EPI’s Robert Scott assesses the trade records of Sanders and Clinton in new video: “[Sanders] has been out front in criticizing agreements like NAFTA and the TPP … [Clinton] has generally tended to favor the kinds of deals that have generated lost jobs and downward pressure on wages of most working Americans.”


Republicans may face brokered convention. Time: “…his failure to deliver a knockout blow in Ohio gives him an uphill fight to secure the 1,237 delegates required … In order to sew up the nomination before Cleveland, Trump has to win roughly 55% of remaining delegates. The majority of the remaining 21 contests award delegates proportionally or by congressional district, with only six winner-take-all contests left.”
Trump warns of “riots” on CNN. Reuters quotes: “I don’t think you can say that we don’t get it automatically. I think you’d have riots. I think you’d have riots. I’m representing many, many millions of people.”

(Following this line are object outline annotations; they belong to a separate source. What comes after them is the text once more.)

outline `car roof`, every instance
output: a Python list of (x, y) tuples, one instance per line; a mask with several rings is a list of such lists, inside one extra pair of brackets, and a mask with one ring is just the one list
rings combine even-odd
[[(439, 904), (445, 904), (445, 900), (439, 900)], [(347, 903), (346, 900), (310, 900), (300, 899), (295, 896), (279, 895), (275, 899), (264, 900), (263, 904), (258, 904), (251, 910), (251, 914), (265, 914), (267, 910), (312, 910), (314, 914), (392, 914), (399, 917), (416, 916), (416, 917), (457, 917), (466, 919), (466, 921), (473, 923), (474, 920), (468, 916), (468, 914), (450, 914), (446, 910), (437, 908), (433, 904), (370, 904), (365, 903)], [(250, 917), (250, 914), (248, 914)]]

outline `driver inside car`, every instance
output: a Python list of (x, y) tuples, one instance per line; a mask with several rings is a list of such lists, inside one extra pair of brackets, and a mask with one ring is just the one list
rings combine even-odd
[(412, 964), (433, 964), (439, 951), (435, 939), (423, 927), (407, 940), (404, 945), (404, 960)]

Rubio quits. Politico: “…when Rubio stumbled, as all candidates do, there was no infrastructure to catch him, no field program to lift his support, no base to fall back upon.”
TNR’s Brian Beutler explores why the GOP took Trump over Rubio: “It’s easy to forget that Rubio’s campaign floundered until he adopted a dark, conspiratorial message in January … This should have alerted Rubio to something that’s been clear to many of us on the outside of Republican politics, looking in: that the rise of Donald Trump is overwhelmingly a function of dynamics within the Republican Party, not of some greater national decadence … a fostered, apocalyptic denialism and defeatism of which Trump is both the apotheosis and the promised remedy.”


“I’ve made my decision” Obama says. NPR: “The [Supreme Court] announcement is slated to be made at 11 a.m. ET, when the president will speak from the Rose Garden at the White House.”